Residents across Derbyshire are to pay more in council tax to rake in an extra £5million.
Cash-strapped Derbyshire County Council agreed to increase its share of the tax by 1.98 per cent for 2015/16 at a meeting this afternoon.
In addition, the authority approved £45m of budget cuts over the next 12 months – its largest savings in three years.
SHOULD DERBYSHIRE COUNTY COUNCIL HAVE INCREASED COUNCIL TAX? HAVE YOUR SAY IN OUR POLL ON THE RIGHT
Labour-led Derbyshire County Council needs to save £157m by 2018 as a result of Government austerity.
Its leader, Councillor Anne Western, said: “We don’t want to cut services or raise council tax − but we’ve got no choice. Two-thirds of our funding comes from the Government but this is rapidly being cut.
“We play such a vital role in residents’ everyday lives – from looking after Derbyshire’s roads to providing education for our young people and looking after our communities’ most vulnerable people.
“Ultimately these Government cuts will mean some of our services will have to change, reduce or stop altogether.
“We need to ask local people to pay more in council tax to help pay for the services that continue.
“It’s not something we relish doing.”
Cllr Barry Lewis, leader of the Conservatives at the authority, accussed Labour of being “obsessed” with raising council tax.
“They have a flagrant disregard for the day-to-day difficulties of the public of Derbyshire,” he said.
“The people of Derbyshire need a break from a council tax rise.”
The tax hike, which will come into force in April, means an increase of £21.75 a year − or 42p a week − for a Band D property and £16.92 a year − or 33p a week − for a Band B property. Most homes in Derbyshire are Band A or B.
Some of the ways the council intends to save £45m include cutting the county’s highway maintenance budget by £1m, spending £200,000 less on gritting and scrapping school crossing patrols.
A number of controversial measures which were approved last year – including changes resulting in fewer elderly and disabled people receiving free care at home – will continue over the next year.
Also at the meeting in Matlock, councillors voted to bring together Derbyshire’s eight district and borough councils with Derby City Council and Derbyshire County Council.

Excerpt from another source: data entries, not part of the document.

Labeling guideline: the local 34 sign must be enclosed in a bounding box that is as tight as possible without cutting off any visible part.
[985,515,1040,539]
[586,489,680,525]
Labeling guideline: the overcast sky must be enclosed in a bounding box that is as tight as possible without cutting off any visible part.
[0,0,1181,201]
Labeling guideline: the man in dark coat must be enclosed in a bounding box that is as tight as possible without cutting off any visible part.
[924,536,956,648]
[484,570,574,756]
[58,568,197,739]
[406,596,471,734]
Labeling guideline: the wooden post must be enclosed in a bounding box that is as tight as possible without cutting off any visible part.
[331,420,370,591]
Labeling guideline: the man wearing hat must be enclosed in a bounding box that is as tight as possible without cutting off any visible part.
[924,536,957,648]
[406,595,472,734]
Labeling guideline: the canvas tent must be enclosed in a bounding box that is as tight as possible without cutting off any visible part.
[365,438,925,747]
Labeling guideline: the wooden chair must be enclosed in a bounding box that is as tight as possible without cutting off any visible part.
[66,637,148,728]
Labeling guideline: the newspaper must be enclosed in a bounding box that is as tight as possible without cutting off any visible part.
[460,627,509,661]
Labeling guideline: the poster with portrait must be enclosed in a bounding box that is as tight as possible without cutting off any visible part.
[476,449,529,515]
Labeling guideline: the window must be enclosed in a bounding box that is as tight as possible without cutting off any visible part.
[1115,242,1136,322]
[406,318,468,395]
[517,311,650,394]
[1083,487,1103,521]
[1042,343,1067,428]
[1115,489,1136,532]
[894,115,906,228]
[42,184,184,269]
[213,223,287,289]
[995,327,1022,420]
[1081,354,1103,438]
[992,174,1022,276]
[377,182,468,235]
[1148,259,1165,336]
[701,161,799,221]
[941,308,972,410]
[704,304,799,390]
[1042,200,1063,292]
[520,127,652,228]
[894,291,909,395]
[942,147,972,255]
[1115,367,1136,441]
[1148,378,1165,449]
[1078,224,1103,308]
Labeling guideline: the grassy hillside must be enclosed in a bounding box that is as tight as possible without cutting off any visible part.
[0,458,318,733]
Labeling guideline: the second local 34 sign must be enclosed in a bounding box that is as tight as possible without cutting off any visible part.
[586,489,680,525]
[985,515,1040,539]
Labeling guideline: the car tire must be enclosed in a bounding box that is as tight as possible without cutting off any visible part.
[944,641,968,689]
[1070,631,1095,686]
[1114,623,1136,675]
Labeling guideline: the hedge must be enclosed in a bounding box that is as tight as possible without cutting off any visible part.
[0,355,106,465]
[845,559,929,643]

The ‘combined authority’ would support Derbyshire businesses to grow and prosper; encourage investment in firms, transport and homes and create more and better-quality jobs.
If the proposals get the green light from all Derbyshire’s councils, it could also mean more Government funding for the area.
Cllr Western said: “This isn’t about merging local councils – each one would continue to run services in their own right.
“It would mean councils across Derbyshire coming together to improve the local economy and conditions that support growth and create jobs for the good of the whole of Derby and Derbyshire.
“It will also mean we can access more Government funding to help do this.”
If the plans are approved by all ten councils, proposals will be submitted during the next two weeks to central Government for further formal consultation with a view to setting up the ‘combined authority’ in October.
• The amount of money residents pay for policing in their council tax will rise by 1.99 per cent to generate £1m a year.
Derbyshire Police and Crime Commissioner Alan Charles agreed an increase of £3.39p per year for a Band D property at a meeting last week.